NATO Enters Musa Qala

NATO forces, accompanied by Afghan troops, made it to the center of Musa Qala today. The Taliban have retreated to the city center, pressed in on all sides by a long-awaited NATO offensive on the only major piece of ground held by the Taliban in Afghanistan. The liberation of the city will come after 10 months of Taliban rule:

Afghan troops Monday entered the town of Musa Qala which had been captured by Taliban rebels 10 months ago and become a key insurgent base, the NATO-led force said.

"The ANA (Afghan National Army) have entered the district centre. They are in the centre of the town," a spokesman for the NATO-led force, Major Charles Anthony, told AFP.

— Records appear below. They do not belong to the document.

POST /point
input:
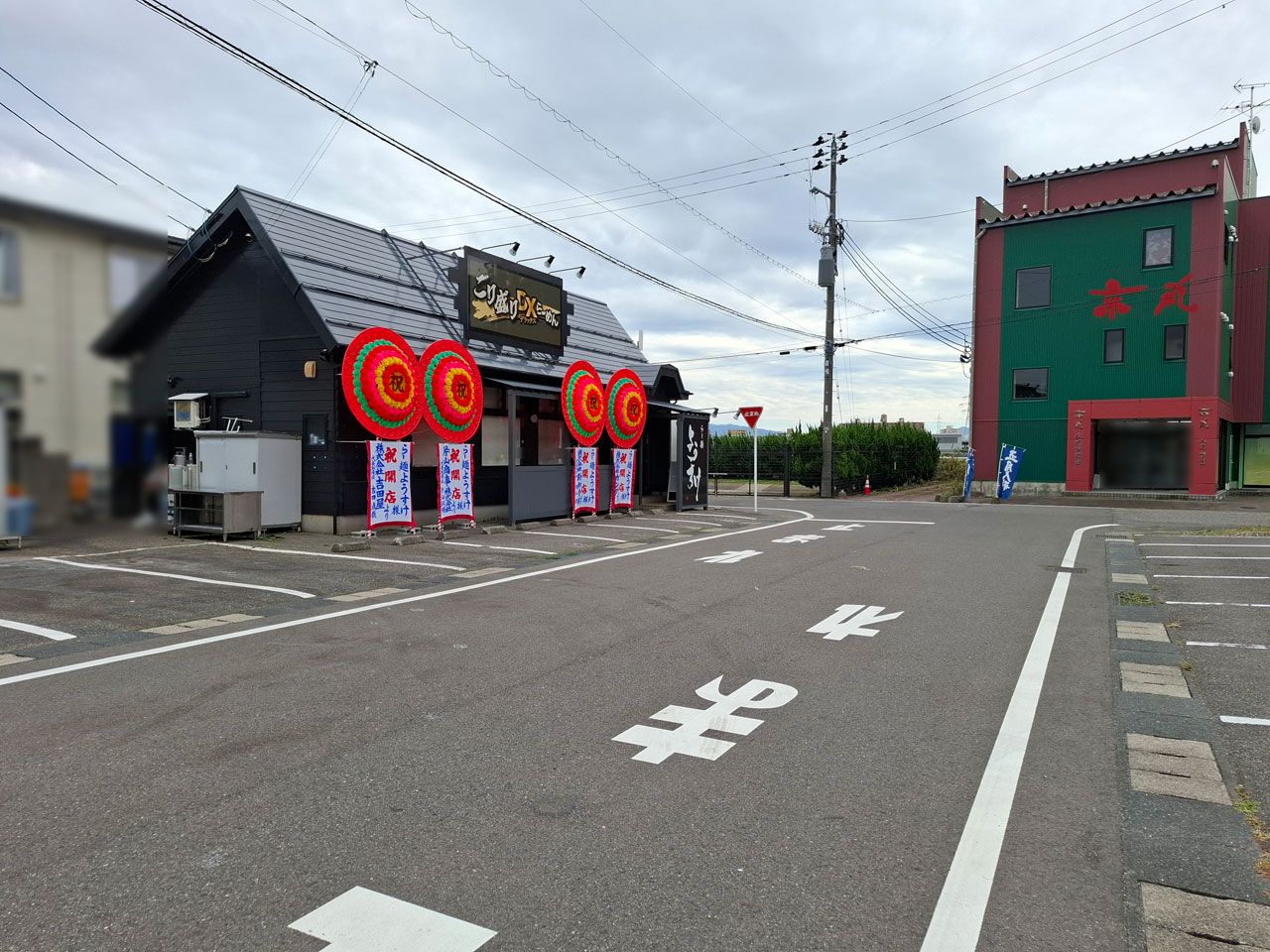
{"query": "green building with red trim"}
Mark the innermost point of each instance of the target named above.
(1120, 325)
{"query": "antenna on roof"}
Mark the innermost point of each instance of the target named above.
(1251, 105)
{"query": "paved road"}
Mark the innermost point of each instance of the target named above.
(453, 747)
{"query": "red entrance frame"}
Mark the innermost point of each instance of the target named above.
(1206, 447)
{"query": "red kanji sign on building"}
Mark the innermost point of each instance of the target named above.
(1112, 303)
(1175, 294)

The Afghan defence ministry issued a statement saying the Afghan and NATO troops had entered the Musa Qala district, of which the town is the centre, and had started cleaning up operations.

Musa Qala became a strategic base of operations for the Taliban after the British allowed the city to fall into their hands. In February, the Taliban took advantage of a British withdrawal, based on an agreement with tribal leaders to provide security for Musa Qala rather than NATO or Afghan forces. Ever since, they have used Musa Qala to conduct a massive opium trade and for military operations as part of their effort to retake control of Afghanistan.

Losing Musa Qala, therefore, creates big problems for the Taliban. It not only cuts off a great deal of money that they desperately need, it pushes them back out of Afghanistan. The Musa Qala contingent can't get back across the border to Pakistan at the moment, thanks to the brutal Afghan winter, and they can't resupply for the same reason. That makes it much more difficult to conduct the kind of operations they need to hold territory, and it puts them back into the position of conducting al-Qaeda style suicide attacks on civilians instead.

Despite the AFP's description of the Taliban's efforts as a "spiraling insurgency", they have had a very bad 2007. The capture of Musa Qala was their one bright spot, and they're about to lose it. Their vaunted spring offensive disappeared in a hail of bullets from helicopter gunships that sprang up in every attack. The Taliban have had to remain in Pakistan all year long, hunkered down and watching the momentum slip through their fingers. That's why they have turned in desperation to suicide-bomb attacks.

The Musa Qala contingent will likely go out in the same manner. Expect to see a flurry of explosions as the NATO coalition forces squeeze the life out of the Taliban's Musa Qala regime.